- Born: Albert Martin Albertsen 20 May 1848 Ærøskøbing, Denmark
- Died: 9 January 1913 (aged 64) Frederiksberg, Denmark
- Citizenship: Danish
- Occupations: Barrister; Justice councillor; Football executive;
- Known for: 4th President of Danish Football Association

4th President of Danish Football Association
- In office 1897 – 22 April 1911
- Preceded by: Johannes Forchhammer
- Succeeded by: Ludvig Sylow

= Albert Albertsen =

Danish justice councillor and football executive

Albert Martin Albertsen (20 May 1848 – 9 January 1913) was a Danish justice councillor and football executive, who served as the 4th chairman of the Danish Football Association for 14 years, from 1897 until 1911.

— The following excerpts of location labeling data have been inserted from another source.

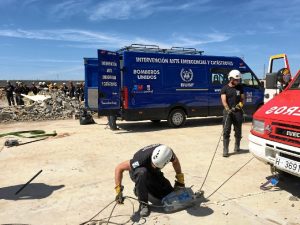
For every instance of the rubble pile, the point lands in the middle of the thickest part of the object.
(59, 106)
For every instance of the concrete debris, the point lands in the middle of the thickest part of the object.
(293, 198)
(57, 106)
(37, 98)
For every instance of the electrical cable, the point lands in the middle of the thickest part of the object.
(98, 213)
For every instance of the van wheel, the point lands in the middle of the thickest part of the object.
(155, 121)
(177, 118)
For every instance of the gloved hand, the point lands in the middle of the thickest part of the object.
(228, 110)
(239, 105)
(119, 191)
(179, 182)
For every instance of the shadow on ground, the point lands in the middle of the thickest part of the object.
(290, 184)
(32, 191)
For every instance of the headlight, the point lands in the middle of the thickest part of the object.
(258, 126)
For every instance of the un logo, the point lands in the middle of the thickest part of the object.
(186, 75)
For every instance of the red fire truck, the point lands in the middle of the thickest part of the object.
(275, 132)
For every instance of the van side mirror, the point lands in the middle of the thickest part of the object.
(271, 80)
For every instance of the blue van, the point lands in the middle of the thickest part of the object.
(143, 82)
(91, 83)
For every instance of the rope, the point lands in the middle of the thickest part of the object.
(230, 177)
(211, 162)
(107, 220)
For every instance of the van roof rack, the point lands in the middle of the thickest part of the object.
(157, 49)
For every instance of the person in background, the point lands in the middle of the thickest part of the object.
(232, 97)
(71, 89)
(34, 89)
(65, 88)
(9, 89)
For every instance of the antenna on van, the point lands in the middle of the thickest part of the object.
(157, 49)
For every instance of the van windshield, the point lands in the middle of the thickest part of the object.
(296, 84)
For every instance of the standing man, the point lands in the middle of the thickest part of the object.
(232, 96)
(9, 89)
(145, 171)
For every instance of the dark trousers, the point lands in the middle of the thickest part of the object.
(235, 119)
(10, 99)
(150, 183)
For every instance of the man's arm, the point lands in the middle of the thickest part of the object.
(224, 101)
(176, 165)
(179, 182)
(242, 98)
(119, 171)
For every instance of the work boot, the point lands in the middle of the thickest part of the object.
(144, 210)
(237, 145)
(225, 147)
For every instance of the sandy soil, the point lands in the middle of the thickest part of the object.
(78, 175)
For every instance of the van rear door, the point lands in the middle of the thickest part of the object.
(109, 83)
(91, 83)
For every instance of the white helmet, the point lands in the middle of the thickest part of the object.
(161, 156)
(235, 74)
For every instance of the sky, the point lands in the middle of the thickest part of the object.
(48, 39)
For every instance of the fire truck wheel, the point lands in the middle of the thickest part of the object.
(155, 121)
(176, 118)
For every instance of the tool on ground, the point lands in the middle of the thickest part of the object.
(11, 142)
(273, 181)
(28, 182)
(181, 199)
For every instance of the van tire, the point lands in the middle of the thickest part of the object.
(176, 118)
(155, 121)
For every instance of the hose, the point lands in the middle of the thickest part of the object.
(33, 134)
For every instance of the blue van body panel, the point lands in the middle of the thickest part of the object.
(91, 82)
(109, 82)
(160, 82)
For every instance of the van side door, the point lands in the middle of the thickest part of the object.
(109, 81)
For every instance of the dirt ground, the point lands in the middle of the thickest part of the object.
(77, 180)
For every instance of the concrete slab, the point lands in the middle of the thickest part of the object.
(78, 175)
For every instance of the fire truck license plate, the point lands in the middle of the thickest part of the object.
(287, 164)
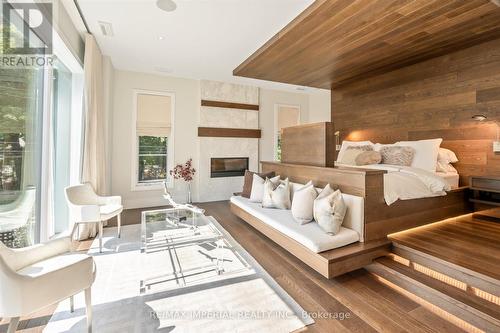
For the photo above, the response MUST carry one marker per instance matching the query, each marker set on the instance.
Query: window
(284, 116)
(152, 158)
(153, 132)
(36, 137)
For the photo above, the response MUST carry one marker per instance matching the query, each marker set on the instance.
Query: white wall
(268, 99)
(315, 106)
(186, 115)
(319, 106)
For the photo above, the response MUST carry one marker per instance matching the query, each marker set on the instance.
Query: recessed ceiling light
(164, 70)
(166, 5)
(106, 28)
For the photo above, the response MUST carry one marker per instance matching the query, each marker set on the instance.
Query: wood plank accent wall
(435, 98)
(220, 132)
(308, 144)
(230, 105)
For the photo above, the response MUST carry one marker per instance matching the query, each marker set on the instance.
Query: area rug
(244, 298)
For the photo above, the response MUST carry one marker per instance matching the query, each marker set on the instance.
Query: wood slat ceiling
(334, 42)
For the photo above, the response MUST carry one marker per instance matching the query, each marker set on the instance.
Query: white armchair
(86, 206)
(34, 277)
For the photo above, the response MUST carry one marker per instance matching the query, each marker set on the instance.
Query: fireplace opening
(228, 166)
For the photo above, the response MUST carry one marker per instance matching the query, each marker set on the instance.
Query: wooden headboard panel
(432, 99)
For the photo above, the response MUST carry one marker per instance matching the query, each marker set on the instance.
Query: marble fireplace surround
(221, 188)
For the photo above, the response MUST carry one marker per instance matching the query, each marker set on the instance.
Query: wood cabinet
(485, 196)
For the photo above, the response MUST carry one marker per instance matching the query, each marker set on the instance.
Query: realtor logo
(27, 28)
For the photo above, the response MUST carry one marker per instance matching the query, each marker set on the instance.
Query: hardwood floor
(467, 241)
(372, 306)
(355, 302)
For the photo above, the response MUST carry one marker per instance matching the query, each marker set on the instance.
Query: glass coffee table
(173, 240)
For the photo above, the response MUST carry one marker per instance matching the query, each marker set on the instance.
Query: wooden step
(474, 310)
(466, 275)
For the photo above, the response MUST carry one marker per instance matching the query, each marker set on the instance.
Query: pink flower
(185, 172)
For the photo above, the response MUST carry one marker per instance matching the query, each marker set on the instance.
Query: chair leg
(88, 305)
(119, 217)
(13, 325)
(100, 236)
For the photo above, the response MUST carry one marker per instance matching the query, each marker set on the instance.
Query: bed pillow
(329, 211)
(368, 157)
(303, 203)
(397, 155)
(276, 195)
(248, 180)
(346, 144)
(426, 153)
(445, 167)
(258, 187)
(447, 156)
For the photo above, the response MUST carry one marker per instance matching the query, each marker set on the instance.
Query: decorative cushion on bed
(426, 153)
(368, 157)
(276, 195)
(397, 155)
(258, 187)
(309, 235)
(303, 202)
(346, 144)
(445, 167)
(247, 185)
(330, 210)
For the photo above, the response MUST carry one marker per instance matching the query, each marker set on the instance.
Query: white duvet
(405, 183)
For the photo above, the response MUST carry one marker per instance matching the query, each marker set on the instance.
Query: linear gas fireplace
(228, 166)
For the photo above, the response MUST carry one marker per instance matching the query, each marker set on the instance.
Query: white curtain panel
(94, 150)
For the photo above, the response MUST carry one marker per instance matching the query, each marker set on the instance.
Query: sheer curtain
(94, 149)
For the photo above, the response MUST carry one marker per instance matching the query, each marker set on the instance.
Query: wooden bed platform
(380, 219)
(329, 263)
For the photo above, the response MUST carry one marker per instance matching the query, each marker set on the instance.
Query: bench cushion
(309, 235)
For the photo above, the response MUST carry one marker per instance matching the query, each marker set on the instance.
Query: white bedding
(451, 178)
(405, 183)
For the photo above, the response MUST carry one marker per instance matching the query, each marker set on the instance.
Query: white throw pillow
(323, 194)
(303, 203)
(258, 187)
(445, 167)
(276, 195)
(447, 156)
(346, 144)
(426, 153)
(329, 211)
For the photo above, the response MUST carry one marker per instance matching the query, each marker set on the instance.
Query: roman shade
(153, 115)
(288, 116)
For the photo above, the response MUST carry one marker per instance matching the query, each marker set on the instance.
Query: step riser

==Early life and education==
Albert Albertsen was born on 20 May 1848 as the son of Peter Albertsen, a shipmaster, and Anne Sophie Lauritzen. After working in the County Hall of Ærø and Svendborg, he studied law, and upon his graduation in 1872, he became a barrister.

==Professional career==
In that same year, Albertsen became a clerk at the Vallø stift foundation, where he worked for three years, until 1875, when he became an assistant in the General Fire Insurance of the Towns, where he advanced to clerk in 1878, to deputy director in 1886, and finally to director in 1906, a position that he held until his death.

Albertsen became chancellor in 1892, real justice in 1906, and a Knight of the Order of the Dannebrog on 11 January 1911. In 1906, he replaced State Councilor Julius Goldschmidt as the new auditor at Vallø Diocese, a position that he held for seven years, until 1913, when he was replaced by former mayor and city clerk Kai August Hammerich.

==Sporting career==
A long-time member of Kjøbenhavns Boldklub (KB), Albertsen was elected as the fourth president of the Danish Football Association (DBU) in 1897, thus replacing Johannes Forchhammer. He held that position for 14 years, until 1911, when he was replaced by Ludvig Sylow.

==Personal life==
On 26 October 1877, Albertsen married in the Church of Our Lady in Svendborg to Anna Elisabeth Christine Gregoria Henriette Kugler (1852–1925), the daughter of organist Frederik Vilhelm Kugler. He died in Frederiksberg on 9 January 1913, at the age of 64.